What I’ve learned from Kaggle’s fisheries competition
Gidi Shperber Blocked Unblock Follow Following May 1, 2017
TLDR:
Me and my Kaggle partner, have recently participated in “The Nature Conservancy Fisheries Monitoring” (hereby: “fisheries”) Kaggle competition. This competition had some very interesting results, most notably, the benchmark result got ahead of most competitors. I believe there are a few very important lessons we can learn form as data scientists. Bellow you can read about the competition, and some of the things we have learned from it.
The Competition
So recently you’ve might have heard some buzz about Kaggle’s fisheries competition, and you’ve might have been wondering what all the fuss is about.
In this competition your goal (as in many Kaggle competitions) was to classify an object, in this case - determine the species of a fish.
why would you like to do this? Well, to make a long story short, ships are currently equipped with automatic cameras, to make sure they are catching only legit fish like tuna, and not protected animals like sharks. The picture are later manually deciphered
However, the fish are not presented to you in a clear profile pic, but it is randomly tossed around some boat. Here are some example images:
there are also images with more than one fish, or images with no fish at all.
So this is not the standard “recognize the flower/leaf/face” competition, but a more challenging one.
And this is why I love Kaggle: unlike many machine learning articles, which use the easiest available data-set (mnist, cifar-10, imagenet to name a few) Kaggle presents you with real life problems, which are always dirty, mislabeled, blurred etc.
As in some other competitions, this was a two stage competition, in which a small part of the test data (1K images) is available, while the majority of the test set (another 12K images) is released 1 week before the competition deadline.
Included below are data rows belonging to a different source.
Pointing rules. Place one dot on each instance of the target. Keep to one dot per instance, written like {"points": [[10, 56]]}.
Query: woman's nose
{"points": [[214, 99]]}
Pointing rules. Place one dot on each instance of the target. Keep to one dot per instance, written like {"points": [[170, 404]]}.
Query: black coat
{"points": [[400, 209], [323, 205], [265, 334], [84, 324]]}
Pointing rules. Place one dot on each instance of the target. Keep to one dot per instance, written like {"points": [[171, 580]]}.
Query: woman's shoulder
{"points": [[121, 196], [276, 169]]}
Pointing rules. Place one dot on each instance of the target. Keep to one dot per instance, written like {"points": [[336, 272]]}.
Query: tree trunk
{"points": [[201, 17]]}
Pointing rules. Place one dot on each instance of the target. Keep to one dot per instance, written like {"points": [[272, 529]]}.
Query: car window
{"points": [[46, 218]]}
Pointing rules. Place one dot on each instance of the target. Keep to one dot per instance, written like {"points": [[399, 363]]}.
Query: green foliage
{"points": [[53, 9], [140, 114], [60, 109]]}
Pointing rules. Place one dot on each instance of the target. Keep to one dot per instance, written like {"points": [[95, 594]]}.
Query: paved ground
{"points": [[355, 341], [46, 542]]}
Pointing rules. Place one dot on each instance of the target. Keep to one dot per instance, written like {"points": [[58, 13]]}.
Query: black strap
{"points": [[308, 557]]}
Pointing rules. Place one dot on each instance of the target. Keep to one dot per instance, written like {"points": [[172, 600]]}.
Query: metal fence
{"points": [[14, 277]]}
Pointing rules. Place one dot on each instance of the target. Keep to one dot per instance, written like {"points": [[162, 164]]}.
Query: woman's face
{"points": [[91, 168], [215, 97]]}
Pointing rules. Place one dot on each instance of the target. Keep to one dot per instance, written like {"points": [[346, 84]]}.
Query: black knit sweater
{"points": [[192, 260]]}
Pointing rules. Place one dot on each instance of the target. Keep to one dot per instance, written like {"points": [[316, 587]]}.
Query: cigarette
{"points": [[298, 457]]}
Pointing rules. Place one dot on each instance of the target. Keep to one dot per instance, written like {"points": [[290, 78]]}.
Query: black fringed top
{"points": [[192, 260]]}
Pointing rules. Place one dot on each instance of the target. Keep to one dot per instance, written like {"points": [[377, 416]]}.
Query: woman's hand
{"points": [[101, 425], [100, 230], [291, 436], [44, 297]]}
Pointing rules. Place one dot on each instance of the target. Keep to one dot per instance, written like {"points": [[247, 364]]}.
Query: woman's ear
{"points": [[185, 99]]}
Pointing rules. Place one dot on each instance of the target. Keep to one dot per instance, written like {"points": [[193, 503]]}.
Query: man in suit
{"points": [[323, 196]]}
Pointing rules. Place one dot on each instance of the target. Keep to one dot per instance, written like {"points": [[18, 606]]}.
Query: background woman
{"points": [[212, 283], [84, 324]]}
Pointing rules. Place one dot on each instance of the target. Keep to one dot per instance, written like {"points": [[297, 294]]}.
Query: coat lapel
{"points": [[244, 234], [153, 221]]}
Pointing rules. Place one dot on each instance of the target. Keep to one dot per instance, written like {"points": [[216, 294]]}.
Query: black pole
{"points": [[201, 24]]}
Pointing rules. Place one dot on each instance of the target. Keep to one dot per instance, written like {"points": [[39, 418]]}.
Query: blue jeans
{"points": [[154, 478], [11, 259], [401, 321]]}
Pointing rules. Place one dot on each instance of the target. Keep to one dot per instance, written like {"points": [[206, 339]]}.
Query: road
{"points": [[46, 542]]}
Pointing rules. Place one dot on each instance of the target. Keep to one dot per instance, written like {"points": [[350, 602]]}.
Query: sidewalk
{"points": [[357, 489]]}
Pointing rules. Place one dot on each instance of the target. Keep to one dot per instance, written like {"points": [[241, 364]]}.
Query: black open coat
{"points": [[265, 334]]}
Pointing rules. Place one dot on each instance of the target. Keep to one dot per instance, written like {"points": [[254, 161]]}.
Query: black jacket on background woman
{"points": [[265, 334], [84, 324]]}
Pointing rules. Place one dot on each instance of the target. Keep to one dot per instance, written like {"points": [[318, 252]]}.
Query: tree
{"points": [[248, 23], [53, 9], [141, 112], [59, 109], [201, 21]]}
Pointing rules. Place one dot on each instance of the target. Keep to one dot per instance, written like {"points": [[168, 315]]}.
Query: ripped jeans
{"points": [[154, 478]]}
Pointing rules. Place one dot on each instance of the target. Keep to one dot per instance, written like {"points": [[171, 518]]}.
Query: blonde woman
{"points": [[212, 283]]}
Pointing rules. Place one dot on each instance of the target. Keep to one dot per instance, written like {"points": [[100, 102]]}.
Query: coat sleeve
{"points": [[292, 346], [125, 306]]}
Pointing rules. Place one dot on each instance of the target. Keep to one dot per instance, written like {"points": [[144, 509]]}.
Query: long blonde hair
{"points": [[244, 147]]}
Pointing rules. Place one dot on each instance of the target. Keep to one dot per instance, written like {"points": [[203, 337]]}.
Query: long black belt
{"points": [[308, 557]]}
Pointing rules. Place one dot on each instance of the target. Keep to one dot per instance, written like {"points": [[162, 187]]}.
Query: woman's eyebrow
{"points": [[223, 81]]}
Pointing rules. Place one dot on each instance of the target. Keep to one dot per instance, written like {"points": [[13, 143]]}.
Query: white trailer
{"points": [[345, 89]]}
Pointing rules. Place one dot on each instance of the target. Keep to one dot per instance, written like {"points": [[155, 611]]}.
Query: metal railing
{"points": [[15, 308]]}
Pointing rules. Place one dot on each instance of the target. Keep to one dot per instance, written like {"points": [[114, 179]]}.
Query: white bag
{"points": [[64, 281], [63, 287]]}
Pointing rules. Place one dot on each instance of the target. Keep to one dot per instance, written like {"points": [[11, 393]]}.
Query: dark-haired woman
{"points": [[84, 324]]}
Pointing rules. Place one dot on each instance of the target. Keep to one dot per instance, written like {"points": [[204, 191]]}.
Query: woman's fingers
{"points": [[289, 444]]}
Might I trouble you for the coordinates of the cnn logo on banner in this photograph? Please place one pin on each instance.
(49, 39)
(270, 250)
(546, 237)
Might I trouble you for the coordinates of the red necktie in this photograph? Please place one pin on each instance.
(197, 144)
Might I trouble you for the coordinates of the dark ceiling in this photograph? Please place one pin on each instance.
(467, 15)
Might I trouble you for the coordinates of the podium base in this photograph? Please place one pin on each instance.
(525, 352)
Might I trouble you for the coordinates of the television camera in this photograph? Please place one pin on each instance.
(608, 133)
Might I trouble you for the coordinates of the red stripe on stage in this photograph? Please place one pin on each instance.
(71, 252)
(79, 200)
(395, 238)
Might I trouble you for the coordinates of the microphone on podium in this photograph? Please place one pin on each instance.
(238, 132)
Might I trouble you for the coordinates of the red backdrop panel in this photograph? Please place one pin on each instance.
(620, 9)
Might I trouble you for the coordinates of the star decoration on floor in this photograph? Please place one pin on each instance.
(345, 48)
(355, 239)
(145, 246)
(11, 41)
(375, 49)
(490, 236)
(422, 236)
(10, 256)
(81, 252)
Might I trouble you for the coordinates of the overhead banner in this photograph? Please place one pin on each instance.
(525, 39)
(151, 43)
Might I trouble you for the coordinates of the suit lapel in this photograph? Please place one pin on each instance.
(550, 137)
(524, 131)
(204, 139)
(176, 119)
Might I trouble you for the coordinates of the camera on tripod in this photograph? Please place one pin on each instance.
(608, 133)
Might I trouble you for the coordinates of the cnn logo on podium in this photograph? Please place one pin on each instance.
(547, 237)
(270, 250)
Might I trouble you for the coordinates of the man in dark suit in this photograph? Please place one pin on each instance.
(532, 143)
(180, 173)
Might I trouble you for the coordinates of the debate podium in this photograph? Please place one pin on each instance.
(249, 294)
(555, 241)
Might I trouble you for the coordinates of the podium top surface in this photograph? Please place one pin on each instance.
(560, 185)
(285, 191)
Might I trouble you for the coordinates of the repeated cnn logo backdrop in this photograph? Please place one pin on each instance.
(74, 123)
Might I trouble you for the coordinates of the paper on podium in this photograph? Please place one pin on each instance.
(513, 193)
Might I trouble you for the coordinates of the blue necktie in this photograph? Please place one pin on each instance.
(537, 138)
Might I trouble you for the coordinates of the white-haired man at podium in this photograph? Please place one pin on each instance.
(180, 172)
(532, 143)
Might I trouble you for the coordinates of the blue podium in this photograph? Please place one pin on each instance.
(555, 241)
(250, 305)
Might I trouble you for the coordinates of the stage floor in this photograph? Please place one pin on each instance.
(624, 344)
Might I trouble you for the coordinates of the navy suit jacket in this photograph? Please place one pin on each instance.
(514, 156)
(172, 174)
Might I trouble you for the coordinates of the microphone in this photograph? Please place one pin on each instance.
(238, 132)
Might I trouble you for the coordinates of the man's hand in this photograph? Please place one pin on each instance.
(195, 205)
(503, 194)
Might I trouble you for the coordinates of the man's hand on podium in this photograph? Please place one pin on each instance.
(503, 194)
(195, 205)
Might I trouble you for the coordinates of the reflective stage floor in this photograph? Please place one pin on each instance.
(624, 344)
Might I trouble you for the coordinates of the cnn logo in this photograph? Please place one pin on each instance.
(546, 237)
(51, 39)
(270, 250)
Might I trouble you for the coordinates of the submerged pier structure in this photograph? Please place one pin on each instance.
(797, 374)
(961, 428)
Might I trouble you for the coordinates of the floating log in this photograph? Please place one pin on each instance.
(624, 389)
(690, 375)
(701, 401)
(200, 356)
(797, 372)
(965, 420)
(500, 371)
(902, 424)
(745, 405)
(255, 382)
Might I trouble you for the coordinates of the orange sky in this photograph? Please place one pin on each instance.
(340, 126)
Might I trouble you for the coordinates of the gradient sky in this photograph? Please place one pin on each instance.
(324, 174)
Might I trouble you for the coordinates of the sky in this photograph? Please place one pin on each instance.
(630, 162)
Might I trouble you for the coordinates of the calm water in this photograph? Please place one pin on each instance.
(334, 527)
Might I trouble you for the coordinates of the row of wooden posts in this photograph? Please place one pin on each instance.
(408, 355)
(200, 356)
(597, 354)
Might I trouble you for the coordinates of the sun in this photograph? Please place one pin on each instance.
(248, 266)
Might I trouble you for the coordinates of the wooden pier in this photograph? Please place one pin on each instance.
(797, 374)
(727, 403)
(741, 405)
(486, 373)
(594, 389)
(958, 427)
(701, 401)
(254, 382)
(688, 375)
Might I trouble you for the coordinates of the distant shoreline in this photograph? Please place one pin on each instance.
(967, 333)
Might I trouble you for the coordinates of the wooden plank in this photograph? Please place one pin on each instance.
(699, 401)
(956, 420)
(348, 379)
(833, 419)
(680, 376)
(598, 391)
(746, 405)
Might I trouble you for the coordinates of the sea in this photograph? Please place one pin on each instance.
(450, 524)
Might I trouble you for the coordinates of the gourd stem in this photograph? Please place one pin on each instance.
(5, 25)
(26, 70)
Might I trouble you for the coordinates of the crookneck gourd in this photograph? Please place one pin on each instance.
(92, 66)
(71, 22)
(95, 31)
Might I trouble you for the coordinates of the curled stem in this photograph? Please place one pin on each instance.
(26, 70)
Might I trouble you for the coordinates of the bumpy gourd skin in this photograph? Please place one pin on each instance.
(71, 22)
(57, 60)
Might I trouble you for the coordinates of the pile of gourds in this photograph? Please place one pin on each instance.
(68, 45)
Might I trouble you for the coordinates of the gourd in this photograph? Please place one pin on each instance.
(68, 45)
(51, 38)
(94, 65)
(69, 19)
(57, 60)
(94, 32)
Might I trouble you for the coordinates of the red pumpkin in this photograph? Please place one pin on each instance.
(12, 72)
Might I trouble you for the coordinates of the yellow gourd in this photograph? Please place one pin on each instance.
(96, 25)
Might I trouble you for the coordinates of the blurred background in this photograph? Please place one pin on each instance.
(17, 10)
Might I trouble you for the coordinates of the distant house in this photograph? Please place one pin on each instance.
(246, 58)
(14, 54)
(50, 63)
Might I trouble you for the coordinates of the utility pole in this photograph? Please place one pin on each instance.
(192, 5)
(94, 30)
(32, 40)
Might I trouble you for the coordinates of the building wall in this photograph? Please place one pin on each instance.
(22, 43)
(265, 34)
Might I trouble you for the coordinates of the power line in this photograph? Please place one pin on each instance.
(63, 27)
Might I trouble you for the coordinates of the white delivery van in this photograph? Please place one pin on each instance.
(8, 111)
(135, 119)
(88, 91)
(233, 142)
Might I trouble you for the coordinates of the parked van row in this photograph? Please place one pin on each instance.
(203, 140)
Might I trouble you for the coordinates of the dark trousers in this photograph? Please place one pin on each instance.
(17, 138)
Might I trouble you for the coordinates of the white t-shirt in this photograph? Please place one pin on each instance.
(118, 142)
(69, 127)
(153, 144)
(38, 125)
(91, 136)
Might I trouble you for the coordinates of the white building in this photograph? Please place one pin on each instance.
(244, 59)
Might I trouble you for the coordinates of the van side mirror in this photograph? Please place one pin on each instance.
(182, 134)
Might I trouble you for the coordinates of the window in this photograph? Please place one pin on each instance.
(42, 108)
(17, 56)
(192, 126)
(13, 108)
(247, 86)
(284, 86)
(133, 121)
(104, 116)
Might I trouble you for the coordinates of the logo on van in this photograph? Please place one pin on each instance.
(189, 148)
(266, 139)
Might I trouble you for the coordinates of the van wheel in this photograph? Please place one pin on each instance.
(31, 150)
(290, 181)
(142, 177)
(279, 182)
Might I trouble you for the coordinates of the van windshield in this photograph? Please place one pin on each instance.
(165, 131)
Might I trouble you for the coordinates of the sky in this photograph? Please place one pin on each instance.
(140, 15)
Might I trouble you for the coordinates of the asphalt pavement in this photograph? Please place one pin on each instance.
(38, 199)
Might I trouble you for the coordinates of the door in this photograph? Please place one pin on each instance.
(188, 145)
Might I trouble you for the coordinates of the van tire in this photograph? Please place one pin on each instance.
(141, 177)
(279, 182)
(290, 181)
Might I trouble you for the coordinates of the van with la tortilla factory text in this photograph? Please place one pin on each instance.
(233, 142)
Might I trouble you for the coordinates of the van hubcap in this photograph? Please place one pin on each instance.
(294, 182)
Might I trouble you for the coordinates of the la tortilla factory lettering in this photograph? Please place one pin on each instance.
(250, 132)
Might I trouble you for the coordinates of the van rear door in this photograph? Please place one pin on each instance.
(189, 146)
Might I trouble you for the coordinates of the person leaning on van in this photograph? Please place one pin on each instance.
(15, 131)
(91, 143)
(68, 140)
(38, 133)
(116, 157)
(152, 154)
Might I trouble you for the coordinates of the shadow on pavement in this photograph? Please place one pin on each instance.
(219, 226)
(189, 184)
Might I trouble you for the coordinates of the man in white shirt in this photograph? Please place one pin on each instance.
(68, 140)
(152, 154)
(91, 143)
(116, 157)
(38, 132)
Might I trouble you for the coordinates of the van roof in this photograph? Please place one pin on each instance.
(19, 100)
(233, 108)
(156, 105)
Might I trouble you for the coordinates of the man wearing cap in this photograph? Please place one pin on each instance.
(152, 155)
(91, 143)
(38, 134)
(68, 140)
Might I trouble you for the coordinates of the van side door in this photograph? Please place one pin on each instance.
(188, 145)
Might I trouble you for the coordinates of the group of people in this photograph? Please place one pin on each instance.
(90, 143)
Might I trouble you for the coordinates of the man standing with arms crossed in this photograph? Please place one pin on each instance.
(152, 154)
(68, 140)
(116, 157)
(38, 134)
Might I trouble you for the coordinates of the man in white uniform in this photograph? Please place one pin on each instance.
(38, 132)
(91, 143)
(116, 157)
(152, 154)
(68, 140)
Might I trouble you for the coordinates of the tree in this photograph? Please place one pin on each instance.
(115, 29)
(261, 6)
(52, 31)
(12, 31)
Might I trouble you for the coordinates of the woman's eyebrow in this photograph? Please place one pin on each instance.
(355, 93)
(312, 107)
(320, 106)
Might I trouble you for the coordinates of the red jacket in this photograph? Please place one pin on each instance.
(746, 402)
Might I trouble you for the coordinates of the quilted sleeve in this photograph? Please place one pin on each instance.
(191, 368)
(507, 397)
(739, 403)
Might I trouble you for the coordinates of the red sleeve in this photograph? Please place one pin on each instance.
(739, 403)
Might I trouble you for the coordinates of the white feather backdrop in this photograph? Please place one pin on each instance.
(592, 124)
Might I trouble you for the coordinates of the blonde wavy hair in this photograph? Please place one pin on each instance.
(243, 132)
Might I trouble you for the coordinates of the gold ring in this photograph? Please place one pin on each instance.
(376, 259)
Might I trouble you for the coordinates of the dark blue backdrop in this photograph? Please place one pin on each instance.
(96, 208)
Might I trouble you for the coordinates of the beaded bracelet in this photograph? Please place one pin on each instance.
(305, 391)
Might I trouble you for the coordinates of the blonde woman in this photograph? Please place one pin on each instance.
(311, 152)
This method may prevent some cheating, but has a lot of issues, and may discourage many competitors: only around 300 competitors of the total 2300 starters made a submission at the second stage.
Our way through the competition
From a quick look, it is easy to see that the required approach here is doing two steps: first detecting the fish, and then classifying it.
However, during the competition, something strange came up in the competition forums: if you run a pre-trained VGG network on the training set (as very clearly described here and more thoroughly discussed in this great course), you can reach accuracy of around 99%. This is strange, because the VGG was trained on image-net data, which is not very similar to the images above. Submitting these results to Kaggle showed results which were not bad at all, but much lower than 99%.